If concentrated chlorine gas or chlorine-generating solutions contact the skin, chemical burns may occur; treat as thermal burns. If the liquefied compressed gas is released and contacts the skin, frostbite may result. If a victim has frostbite, treat by rewarming affected areas in a water bath at a temperature of 102 to 108°F (40 to 42°C) for 20 to 30 minutes and continue until a flush has returned to the affected area.

Because of their larger surface area:body weight ratio children are more vulnerable to toxicants absorbed through the skin.

Skin Exposure

If chemical burns are present, treat as thermal burns.

Eye Exposure

Ensure that adequate eye irrigation has been completed. Test visual acuity. Examine the eyes for corneal damage using a magnifying device or a slit lamp and fluorescein stain.
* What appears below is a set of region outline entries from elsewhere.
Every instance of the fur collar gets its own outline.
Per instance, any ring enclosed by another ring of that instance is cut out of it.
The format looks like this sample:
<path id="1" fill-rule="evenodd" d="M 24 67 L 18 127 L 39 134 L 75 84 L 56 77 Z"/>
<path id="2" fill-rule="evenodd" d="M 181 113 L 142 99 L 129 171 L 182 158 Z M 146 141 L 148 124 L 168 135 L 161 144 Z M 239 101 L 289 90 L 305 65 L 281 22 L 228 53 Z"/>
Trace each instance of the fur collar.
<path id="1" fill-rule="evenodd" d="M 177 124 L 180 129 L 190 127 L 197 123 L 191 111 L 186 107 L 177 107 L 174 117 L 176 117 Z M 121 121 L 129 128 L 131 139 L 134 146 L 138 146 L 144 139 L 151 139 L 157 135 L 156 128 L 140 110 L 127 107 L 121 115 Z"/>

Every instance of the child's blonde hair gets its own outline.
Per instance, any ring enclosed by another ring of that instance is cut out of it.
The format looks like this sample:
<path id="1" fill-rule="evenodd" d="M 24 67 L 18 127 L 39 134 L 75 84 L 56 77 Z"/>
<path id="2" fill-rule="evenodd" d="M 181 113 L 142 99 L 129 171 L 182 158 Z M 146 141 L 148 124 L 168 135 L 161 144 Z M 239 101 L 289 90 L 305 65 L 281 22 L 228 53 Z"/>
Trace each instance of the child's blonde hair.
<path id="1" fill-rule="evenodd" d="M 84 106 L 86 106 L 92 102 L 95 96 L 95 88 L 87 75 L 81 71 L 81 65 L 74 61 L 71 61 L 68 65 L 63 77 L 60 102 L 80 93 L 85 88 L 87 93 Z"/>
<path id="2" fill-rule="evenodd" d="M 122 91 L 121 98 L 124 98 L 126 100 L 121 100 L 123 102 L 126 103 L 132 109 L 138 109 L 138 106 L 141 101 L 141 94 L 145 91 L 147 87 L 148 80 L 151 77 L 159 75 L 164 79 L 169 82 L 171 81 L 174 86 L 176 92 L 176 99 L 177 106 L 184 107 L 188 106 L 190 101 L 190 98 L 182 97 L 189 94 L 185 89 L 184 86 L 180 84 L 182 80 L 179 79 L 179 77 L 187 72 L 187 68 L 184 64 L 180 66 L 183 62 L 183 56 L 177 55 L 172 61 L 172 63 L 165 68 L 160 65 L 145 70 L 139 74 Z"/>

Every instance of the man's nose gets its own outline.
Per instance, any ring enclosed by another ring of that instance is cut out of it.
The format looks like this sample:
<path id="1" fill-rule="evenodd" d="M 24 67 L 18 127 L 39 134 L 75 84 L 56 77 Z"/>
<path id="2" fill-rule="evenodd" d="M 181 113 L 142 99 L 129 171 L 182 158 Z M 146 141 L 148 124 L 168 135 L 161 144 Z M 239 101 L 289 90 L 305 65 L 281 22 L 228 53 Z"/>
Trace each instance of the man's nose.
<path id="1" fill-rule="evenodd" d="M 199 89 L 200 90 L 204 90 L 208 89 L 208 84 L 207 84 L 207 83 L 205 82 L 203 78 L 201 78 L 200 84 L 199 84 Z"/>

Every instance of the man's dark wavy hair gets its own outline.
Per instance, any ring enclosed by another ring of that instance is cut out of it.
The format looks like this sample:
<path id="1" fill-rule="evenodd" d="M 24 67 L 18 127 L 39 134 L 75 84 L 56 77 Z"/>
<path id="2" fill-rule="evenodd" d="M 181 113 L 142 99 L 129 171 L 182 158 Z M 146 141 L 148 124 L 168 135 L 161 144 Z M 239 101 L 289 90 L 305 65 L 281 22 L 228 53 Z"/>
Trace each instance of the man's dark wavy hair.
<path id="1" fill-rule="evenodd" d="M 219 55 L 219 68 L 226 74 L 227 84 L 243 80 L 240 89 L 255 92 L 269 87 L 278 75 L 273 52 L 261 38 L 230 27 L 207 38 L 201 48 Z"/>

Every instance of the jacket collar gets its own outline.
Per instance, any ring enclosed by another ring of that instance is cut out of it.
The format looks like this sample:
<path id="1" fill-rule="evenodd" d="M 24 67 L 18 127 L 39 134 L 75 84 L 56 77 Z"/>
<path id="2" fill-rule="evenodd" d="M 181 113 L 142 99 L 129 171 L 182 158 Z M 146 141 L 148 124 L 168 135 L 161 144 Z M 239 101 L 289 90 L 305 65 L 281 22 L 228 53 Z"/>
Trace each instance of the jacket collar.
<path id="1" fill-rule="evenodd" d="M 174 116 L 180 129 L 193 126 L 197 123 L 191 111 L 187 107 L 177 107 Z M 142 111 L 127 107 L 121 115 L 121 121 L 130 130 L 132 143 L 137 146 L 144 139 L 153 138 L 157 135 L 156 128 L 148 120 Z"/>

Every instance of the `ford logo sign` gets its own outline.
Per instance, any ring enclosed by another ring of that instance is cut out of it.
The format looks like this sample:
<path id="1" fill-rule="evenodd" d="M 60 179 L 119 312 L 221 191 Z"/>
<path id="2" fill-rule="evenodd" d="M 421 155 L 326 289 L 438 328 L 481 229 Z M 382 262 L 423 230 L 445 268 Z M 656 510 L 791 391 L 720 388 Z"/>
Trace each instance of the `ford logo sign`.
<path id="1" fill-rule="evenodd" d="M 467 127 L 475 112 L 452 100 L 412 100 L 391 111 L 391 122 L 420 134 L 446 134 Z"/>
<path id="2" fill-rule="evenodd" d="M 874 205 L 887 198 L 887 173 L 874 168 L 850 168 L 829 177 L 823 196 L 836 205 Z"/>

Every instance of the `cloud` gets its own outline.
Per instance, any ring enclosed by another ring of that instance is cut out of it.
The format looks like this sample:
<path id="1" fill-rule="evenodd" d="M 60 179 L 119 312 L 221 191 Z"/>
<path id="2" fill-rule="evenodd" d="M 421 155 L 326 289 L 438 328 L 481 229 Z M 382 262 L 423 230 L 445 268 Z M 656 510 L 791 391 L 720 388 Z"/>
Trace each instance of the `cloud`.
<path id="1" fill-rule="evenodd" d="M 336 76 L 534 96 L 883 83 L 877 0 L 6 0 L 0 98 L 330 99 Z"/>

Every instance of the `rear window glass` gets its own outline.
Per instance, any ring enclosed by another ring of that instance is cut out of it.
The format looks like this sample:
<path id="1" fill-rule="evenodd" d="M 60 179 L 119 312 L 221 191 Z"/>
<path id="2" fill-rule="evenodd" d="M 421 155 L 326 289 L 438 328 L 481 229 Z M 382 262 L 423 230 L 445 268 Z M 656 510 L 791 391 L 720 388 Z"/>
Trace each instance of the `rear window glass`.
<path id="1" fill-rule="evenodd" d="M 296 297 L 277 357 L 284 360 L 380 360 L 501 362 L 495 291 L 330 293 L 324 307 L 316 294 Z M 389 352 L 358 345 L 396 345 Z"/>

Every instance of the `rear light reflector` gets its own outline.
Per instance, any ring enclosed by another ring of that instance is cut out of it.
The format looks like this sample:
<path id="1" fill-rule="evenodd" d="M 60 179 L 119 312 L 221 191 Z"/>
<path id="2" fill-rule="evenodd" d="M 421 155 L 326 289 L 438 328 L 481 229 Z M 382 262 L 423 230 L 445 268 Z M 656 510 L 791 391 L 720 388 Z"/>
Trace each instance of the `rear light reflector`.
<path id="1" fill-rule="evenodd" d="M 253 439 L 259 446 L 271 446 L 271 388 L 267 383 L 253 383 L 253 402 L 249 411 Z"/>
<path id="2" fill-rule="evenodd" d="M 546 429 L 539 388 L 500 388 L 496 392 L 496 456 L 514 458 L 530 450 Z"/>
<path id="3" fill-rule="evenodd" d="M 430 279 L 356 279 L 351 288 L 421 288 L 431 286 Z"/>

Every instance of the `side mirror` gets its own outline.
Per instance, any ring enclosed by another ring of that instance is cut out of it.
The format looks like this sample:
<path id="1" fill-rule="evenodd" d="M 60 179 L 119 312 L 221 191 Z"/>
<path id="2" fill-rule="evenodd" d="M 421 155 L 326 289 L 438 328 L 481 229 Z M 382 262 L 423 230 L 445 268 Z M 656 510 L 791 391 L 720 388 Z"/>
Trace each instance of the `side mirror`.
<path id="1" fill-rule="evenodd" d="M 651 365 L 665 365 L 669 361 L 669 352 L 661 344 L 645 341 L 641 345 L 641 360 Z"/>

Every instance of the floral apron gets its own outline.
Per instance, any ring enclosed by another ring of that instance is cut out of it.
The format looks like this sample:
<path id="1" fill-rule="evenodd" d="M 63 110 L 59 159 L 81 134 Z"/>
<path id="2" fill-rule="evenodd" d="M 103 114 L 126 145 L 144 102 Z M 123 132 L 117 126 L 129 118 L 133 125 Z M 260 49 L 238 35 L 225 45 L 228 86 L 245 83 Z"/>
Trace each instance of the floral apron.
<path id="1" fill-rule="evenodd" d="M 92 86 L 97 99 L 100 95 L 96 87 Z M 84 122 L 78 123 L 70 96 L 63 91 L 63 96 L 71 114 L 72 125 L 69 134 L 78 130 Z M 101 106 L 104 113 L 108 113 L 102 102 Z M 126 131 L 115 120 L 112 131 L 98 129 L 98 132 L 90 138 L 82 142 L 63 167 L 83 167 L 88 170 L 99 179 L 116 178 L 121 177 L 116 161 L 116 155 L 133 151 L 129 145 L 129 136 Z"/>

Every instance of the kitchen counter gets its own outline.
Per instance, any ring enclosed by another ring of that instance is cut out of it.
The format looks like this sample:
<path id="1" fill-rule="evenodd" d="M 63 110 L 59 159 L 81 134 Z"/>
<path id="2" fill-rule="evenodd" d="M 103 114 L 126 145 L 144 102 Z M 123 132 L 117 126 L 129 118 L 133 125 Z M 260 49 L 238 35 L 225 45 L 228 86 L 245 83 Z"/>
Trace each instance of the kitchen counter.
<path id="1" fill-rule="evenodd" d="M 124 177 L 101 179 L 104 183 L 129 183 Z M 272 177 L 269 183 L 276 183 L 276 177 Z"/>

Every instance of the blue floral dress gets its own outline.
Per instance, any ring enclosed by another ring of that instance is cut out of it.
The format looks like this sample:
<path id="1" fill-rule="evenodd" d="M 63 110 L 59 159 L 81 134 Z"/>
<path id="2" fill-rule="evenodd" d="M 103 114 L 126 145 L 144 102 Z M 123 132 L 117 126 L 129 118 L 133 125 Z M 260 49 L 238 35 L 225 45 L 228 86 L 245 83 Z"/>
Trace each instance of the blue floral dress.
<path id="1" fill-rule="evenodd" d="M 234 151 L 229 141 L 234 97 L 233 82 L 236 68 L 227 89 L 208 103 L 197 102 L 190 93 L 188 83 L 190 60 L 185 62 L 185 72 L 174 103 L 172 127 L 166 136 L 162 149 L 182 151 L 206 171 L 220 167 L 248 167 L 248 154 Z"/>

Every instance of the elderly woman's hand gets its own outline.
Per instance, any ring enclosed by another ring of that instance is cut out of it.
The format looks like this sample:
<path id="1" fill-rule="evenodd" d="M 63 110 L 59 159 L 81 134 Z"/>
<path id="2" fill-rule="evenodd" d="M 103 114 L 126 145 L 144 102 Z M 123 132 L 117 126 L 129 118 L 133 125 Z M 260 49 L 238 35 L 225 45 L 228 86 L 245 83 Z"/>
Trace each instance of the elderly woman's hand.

For small corneal defects, use ophthalmic ointment or drops, analgesic medication, and an eye patch. Immediately consult an ophthalmologist for patients who have severe corneal injuries.

Ingestion Exposure

Do not induce emesis. If the patient is alert and charcoal has not been given previously, administer a slurry of activated charcoal. If a corrosive material is suspected, administer 4 to 8 ounces of water do not give a slurry of activated charcoal. Consider endoscopy to evaluate the extent of gastrointestinal-tract injury. If a large dose has been ingested and the patient’s condition is evaluated within 30 minutes after ingestion, consider gastric lavage.

Antidotes and Other Treatments

Treatment consists of supportive measures.

Laboratory Tests

Routine laboratory studies for all exposed patients include CBC, glucose, and electrolyte determinations. Additional studies for patients exposed to an unidentified chemical include ECG monitoring, renal-function tests, and liver-function tests. Chest radiography and pulse oximetry (or ABG measurements) are recommended for severe inhalation exposure.

Disposition and Follow-up

Consider hospitalizing patients who have suspected serious exposures and persistent or progressive symptoms

Delayed Effects

When the chemical has not been identified, the patient should be observed for an extended period or admitted to the hospital.

Patient Release

Asymptomatic patients who have minimal exposure, normal initial examinations, and no signs of toxicity after 6 to 8 hours of observation may be discharged with instructions to seek medical care promptly if symptoms develop.

Follow-up

Provide the patient with follow-up instructions to return to the emergency department or a private physician to reevaluate initial findings. Patients who have corneal injuries should be reexamined within 24 hours.

Reporting

If a work-related incident has occurred, you may be legally required to file a report; contact your state or local health department. Other persons may still be at risk in the setting where this incident occurred. If the incident occurred in the workplace, discussing it with company personnel may prevent future incidents. If a public health risk exists, notify your state or local health department or other responsible public agency. When appropriate, inform patients that they may request an evaluation of their workplace from OSHA/OH&S  or NIOSH.